Конечно, это был Достоевский, а не Диккенс (из последнего они пробовали только «Оливера Твиста»). Софья Францевна, чувствуя вину перед Иваном Александровичем за свою несостоявшуюся любовь к классику, пыталась теперь переложить на юные плечи эту нелегкую ношу. Вначале это были мальчики из «Карамазовых», «Мальчик у Христа на елке», сцены из «Мертвого дома», затем начало «Идиота», «Подросток», наконец, темные блуждания Кириллова из «Бесов» — по собственному почину (Кириллов чем-то Кирику нравился). Любопытно, что, закончив читать выборку и ответив урок матери, Кирик тихо казнил ненавистную книгу, язвя ее страницы сапожным шилом (наследство гусара Климова), которым он уже расправился с чучелом кряквы у своей благодетельницы, вырвав у птицы глаз, и которое составляло его тайное, на все случаи жизни, детское мщение. Этим же шилом он целился и в замочную скважину, стремясь достать им обидчика. Софья Францевна, наверное, так никогда и не обнаружила бы изуродованных страниц, если бы не зоркий глаз букиниста, к которому она принесла в конце концов классика за недостатком средств. Продавец слегка упрекнул ее за небрежность и сильно сбавил цену.
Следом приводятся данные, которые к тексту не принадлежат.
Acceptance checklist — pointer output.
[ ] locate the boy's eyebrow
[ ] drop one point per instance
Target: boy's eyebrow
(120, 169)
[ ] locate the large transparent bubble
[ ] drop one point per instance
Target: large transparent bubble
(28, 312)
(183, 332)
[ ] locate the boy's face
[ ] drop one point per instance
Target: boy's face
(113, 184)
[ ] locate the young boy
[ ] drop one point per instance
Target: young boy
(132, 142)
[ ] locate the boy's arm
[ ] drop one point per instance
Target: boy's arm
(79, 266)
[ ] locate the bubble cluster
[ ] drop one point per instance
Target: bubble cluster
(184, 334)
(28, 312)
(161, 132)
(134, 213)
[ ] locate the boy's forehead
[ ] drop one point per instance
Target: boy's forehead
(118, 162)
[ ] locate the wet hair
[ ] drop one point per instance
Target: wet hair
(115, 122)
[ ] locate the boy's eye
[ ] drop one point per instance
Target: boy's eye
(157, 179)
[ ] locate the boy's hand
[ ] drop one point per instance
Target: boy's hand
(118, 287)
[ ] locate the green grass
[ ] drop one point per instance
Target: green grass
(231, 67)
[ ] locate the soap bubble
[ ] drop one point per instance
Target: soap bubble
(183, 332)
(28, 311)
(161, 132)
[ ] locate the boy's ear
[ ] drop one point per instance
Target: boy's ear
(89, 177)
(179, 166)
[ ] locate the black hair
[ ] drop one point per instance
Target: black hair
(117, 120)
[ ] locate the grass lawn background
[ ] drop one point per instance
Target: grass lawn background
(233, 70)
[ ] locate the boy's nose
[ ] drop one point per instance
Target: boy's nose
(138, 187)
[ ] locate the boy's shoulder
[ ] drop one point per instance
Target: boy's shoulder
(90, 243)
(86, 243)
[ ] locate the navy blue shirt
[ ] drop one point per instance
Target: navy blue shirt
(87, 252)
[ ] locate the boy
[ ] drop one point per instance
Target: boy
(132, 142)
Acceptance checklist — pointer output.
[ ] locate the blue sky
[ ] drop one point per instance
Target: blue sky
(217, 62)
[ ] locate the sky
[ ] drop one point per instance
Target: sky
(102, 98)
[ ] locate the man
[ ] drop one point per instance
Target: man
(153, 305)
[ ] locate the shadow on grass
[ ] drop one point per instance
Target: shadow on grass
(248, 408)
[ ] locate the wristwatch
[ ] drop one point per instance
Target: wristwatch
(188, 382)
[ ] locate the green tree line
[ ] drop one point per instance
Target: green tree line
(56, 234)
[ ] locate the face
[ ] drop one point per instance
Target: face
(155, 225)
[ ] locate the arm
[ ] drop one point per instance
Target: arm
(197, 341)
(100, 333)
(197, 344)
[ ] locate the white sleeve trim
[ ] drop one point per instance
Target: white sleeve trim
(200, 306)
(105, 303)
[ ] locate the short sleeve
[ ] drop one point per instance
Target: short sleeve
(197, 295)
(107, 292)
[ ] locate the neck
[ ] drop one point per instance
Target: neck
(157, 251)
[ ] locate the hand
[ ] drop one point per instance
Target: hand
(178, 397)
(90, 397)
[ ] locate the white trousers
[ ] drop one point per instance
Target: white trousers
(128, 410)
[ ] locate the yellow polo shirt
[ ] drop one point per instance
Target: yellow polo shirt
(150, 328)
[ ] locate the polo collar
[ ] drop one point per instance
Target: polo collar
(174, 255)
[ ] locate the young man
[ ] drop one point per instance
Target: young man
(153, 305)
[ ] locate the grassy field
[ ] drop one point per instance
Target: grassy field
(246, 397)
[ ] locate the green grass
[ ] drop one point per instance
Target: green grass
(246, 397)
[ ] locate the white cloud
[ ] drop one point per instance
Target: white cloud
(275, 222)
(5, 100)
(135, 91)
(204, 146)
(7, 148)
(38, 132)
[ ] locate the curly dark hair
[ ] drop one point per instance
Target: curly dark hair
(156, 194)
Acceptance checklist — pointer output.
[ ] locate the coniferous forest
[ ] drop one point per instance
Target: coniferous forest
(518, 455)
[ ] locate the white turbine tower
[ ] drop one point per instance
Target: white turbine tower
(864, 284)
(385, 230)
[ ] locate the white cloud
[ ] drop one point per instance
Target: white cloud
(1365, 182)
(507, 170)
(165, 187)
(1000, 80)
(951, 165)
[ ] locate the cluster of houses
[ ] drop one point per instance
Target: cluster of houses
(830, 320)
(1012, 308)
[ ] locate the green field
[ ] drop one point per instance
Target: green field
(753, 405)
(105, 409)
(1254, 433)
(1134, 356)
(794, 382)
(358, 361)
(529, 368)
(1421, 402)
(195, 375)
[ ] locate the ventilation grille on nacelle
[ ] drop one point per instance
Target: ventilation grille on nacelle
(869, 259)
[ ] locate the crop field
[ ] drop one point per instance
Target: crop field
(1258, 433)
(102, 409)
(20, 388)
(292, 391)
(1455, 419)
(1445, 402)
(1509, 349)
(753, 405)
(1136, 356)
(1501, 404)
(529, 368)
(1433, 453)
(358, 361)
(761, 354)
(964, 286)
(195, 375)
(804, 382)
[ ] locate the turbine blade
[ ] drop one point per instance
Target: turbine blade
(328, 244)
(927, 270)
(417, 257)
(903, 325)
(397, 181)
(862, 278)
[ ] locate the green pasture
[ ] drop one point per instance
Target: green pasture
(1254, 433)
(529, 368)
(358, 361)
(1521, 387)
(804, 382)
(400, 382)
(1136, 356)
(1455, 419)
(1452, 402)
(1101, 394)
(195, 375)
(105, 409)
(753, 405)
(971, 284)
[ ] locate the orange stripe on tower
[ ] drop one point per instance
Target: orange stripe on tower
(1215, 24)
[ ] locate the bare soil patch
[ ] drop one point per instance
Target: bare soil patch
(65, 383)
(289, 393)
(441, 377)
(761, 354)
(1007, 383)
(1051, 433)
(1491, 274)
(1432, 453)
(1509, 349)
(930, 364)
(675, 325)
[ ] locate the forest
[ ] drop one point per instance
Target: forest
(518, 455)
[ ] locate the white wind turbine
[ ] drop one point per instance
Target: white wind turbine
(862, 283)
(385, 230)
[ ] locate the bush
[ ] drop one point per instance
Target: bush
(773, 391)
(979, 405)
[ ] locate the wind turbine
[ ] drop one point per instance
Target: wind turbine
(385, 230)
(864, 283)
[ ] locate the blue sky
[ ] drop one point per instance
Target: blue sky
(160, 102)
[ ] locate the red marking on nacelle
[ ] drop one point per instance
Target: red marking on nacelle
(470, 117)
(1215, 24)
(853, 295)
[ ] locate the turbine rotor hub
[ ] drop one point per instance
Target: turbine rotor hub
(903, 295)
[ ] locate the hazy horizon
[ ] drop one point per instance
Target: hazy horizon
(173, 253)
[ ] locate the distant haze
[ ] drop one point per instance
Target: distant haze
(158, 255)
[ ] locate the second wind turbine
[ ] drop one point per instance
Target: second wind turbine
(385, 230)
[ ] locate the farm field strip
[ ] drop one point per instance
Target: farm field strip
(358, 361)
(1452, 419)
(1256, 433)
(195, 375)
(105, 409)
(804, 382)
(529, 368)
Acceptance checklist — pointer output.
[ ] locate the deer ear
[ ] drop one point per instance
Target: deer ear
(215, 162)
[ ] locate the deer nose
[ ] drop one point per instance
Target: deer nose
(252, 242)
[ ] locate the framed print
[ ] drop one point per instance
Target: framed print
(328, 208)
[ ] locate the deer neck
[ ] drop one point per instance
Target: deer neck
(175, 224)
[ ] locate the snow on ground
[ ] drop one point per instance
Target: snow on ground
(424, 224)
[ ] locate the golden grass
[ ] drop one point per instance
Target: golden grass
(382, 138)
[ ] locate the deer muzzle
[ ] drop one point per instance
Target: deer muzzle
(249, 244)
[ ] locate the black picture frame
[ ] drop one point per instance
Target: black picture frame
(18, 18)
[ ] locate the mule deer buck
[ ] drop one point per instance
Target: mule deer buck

Еще тогда, в магазине, сквозь прилив жгучего раздражения, она кое-что наперед поняла в Кирике, но тотчас запрятала это подальше от себя, оставив от этого дня только легкое неудобство, какое испытала она, педагог, перед скрупулезными пальцами дотошного букиниста. Кирику же ничего не сказала. Но то было уже много спустя, пока же сын ревностно, как ей казалось, штудировал Достоевского.